Sauf que ces révélations ont déclenché tout un branle-bas de combat dans les hautes sphères du pouvoir : Cachez-moi ce salafiste que je ne saurais voir ! Moins d'une demi-heure après, un communiqué conjoint entre le ministère de l'Intérieur et celui du Tourisme est publié pour préciser que l'agression n'avait aucun caractère terroriste. L'agresseur serait tout bonnement une personne mentalement dérangée et n'aurait rien à voir avec le salafiste dépeint, pourtant en premier lieu, par les sources officielles. Cherchez l'erreur ! En à peine trente minutes et après un test psychiatrique à la va-vite, l'assaillant s'est transformé en un cinglé sous traitement. Si caractère terroriste il y a, pourquoi chercher à détourner les faits ? Tenter d'étouffer l'affaire ne serait-il pas plus grave que le crime en soi ? Ceci rappelle l'attaque contre la synagogue de la Ghriba en 2002, lorsque les autorités tunisiennes présentent d'abord l'explosion comme un accident. L'enquête avait montré rapidement qu'il s'agissait d'un acte terroriste et cela avait asséné un sacré coup à la crédibilité de l'Etat tunisien.
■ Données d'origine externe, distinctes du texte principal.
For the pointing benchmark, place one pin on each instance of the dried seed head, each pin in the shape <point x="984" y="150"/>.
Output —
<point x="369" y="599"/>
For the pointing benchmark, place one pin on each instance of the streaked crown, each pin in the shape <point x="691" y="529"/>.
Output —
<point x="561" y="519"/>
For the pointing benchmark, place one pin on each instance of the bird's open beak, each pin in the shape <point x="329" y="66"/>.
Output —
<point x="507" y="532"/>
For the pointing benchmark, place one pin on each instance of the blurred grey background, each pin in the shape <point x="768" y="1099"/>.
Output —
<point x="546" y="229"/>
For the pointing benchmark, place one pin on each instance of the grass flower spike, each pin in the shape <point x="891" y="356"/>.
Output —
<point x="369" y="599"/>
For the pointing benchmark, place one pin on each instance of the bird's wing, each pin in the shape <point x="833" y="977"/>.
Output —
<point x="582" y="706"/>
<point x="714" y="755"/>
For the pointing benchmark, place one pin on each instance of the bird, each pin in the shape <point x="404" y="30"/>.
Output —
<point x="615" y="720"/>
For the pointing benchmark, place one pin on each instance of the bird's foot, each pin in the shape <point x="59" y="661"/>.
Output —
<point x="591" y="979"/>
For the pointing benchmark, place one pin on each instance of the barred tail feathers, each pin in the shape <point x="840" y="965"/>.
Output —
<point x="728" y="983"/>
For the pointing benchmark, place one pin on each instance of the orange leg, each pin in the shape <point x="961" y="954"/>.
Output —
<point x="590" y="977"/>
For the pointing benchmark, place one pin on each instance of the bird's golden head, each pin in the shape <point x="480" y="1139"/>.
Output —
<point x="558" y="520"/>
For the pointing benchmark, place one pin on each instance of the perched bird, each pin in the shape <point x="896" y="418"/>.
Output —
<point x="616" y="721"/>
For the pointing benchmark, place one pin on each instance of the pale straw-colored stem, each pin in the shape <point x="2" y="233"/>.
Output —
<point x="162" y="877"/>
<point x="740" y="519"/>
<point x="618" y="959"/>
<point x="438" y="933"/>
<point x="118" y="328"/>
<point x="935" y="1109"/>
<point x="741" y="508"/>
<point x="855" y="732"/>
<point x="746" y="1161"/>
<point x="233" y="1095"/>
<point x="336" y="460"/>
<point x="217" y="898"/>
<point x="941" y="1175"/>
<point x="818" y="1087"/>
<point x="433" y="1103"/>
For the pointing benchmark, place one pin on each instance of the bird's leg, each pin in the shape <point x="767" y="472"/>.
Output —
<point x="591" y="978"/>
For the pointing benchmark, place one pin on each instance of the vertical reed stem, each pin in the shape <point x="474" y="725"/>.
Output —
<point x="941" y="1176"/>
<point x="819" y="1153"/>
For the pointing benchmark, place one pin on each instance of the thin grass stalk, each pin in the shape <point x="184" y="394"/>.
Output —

En parlant de crédibilité justement. Il y en a un qui s'en est donné à cœur joie, Borhen Bsaiess, content qu'il est que des journalistes soient décrédibilisés. En employant ces habituelles techniques (personne n'ignore que c'est un as en la matière), ce propagandiste en chef les a qualifiés d'idiots. Ces stratagèmes d'intimidations sont éculés et ne nous font ni chaud ni froid, que cela soit dit ! Personne ne pourra plus museler un journaliste ou l'empêcher d'accomplir son travail, surtout s'il se base sur des informations avérées.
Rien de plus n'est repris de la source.